In this part, I'm supposed to look at her for three seconds, then "smile broadly."
An almost impossible task for me. Whenever I try to smile on command, I produce the sort of rictus that you see on a corpse or a vampire
I did my best, however, and Caitlin came wagging right up to me. 5 points.
Next I gave her the part of the dog intelligence test in which you eagerly look the dog in the eye, and call in the most inviting tone you can muster, "REFRIGERATOR."
Caitlin looked at me as if to say, "Are you crazy? Or do you think I'm stupid?"
Feeling pretty stupid myself, I performed the next instruction: "MOVIES!"
Caitlin just sat there and stared at me.
Then I called, "CAITLIN."
And Caitlin, clever puppy that she is, came right away. 5 points.
So here are her final scores.
On the tin can test, I'm giving her 4 points. I'm not sure she got the hot dog within 5 seconds, but she definitely had it before 15 seconds.
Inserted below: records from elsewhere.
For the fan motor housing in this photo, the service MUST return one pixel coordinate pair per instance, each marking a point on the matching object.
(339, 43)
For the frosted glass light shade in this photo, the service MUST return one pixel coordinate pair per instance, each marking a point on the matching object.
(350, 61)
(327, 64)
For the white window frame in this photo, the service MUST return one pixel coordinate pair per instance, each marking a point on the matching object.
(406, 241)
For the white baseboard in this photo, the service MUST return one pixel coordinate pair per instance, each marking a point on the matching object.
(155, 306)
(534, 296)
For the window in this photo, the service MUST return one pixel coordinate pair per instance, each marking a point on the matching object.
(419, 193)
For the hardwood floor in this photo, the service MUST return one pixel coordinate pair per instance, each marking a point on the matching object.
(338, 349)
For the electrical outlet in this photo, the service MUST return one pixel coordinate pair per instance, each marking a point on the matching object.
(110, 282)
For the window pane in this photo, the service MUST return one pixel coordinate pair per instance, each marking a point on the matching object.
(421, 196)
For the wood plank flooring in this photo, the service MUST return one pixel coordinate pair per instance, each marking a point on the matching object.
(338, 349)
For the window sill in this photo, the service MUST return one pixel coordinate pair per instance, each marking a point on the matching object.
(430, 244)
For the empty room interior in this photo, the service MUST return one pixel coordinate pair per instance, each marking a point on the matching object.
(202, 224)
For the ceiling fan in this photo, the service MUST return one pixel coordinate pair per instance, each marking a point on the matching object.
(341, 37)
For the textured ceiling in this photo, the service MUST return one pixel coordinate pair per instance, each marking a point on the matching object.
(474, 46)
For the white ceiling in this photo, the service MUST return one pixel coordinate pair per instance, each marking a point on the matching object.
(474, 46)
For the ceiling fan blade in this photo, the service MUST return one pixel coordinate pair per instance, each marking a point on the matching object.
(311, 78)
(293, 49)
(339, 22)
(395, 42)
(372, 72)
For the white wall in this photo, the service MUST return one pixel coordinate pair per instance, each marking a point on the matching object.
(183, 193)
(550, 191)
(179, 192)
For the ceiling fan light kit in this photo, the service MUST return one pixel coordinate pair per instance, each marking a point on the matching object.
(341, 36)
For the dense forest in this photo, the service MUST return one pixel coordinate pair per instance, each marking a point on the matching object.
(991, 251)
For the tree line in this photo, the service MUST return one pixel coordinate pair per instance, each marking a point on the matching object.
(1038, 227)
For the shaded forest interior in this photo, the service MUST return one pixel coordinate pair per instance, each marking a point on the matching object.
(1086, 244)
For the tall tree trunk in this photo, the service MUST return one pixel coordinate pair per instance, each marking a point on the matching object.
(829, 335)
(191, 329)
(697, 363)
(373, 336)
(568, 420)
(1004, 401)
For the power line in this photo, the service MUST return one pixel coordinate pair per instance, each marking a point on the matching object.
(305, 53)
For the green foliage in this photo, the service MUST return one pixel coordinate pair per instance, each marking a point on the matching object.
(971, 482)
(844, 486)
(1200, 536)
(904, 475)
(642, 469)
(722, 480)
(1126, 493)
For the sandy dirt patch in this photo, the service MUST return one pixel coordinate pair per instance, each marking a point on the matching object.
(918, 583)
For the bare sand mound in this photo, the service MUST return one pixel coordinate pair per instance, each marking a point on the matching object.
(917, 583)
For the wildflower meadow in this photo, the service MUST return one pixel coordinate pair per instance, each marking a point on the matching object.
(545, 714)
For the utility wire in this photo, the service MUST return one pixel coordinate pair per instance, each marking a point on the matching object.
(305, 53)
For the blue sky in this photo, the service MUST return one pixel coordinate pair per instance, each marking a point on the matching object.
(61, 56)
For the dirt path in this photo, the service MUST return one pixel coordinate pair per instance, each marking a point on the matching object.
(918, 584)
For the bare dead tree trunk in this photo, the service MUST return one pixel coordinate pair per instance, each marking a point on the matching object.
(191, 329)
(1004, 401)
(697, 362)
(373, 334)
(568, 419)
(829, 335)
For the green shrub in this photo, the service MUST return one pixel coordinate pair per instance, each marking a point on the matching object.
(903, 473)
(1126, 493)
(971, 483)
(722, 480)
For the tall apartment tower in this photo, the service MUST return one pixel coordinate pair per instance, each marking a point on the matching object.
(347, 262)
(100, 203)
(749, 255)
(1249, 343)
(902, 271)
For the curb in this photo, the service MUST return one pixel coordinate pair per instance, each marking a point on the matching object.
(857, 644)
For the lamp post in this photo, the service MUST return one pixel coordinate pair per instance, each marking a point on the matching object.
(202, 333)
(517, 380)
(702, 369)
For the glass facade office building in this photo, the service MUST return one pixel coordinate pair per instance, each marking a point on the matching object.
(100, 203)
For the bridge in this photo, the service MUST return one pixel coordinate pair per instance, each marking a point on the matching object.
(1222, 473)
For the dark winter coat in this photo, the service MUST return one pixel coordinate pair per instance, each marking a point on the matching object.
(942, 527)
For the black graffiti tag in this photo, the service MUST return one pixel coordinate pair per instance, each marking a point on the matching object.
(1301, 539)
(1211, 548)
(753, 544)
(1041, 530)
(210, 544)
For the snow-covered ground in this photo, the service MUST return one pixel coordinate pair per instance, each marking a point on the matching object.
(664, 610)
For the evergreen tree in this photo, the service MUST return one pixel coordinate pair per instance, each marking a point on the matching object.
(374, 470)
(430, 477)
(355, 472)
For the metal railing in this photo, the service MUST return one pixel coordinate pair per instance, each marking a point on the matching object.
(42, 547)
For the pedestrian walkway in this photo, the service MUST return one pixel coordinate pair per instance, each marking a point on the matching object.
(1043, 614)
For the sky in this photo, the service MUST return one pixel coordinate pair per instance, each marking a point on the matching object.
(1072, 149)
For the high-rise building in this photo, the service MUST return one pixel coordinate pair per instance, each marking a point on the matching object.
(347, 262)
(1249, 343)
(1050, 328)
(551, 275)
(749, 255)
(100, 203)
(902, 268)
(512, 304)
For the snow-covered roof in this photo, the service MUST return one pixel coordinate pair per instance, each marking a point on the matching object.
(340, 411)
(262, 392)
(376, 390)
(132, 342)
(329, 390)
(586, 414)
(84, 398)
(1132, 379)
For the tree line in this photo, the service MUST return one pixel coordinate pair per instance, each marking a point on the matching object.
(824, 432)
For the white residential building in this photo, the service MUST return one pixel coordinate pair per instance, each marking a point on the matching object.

On the kitchen towel test, I'm going to give her 2 points. Strictly speaking, she didn't give up. She had a plan in mind. It just wasn't the plan in the test, and since her plan involved the destruction of my towel, I gave up on her behalf. In fact, Rob says I should give her full marks for her performance.
"She was planning the canine equivalent of cutting the Gordian Knot, which shows real brains."
(Rob's opinion of Caitlin's intelligence has risen in the last few days. Coincidentally, she has been much more obedient to him lately, which, he says, has nothing to do with how smart he thinks she is.)
On the other 4 tests, she gets 5 points. Her performance was flawless.
With a total score of 26 points, Caitlin is a genius and should go to Harvard. I just hope they won't hold her failing grades in obedience school against her. Maybe she can take some remedial courses in summer school before she goes.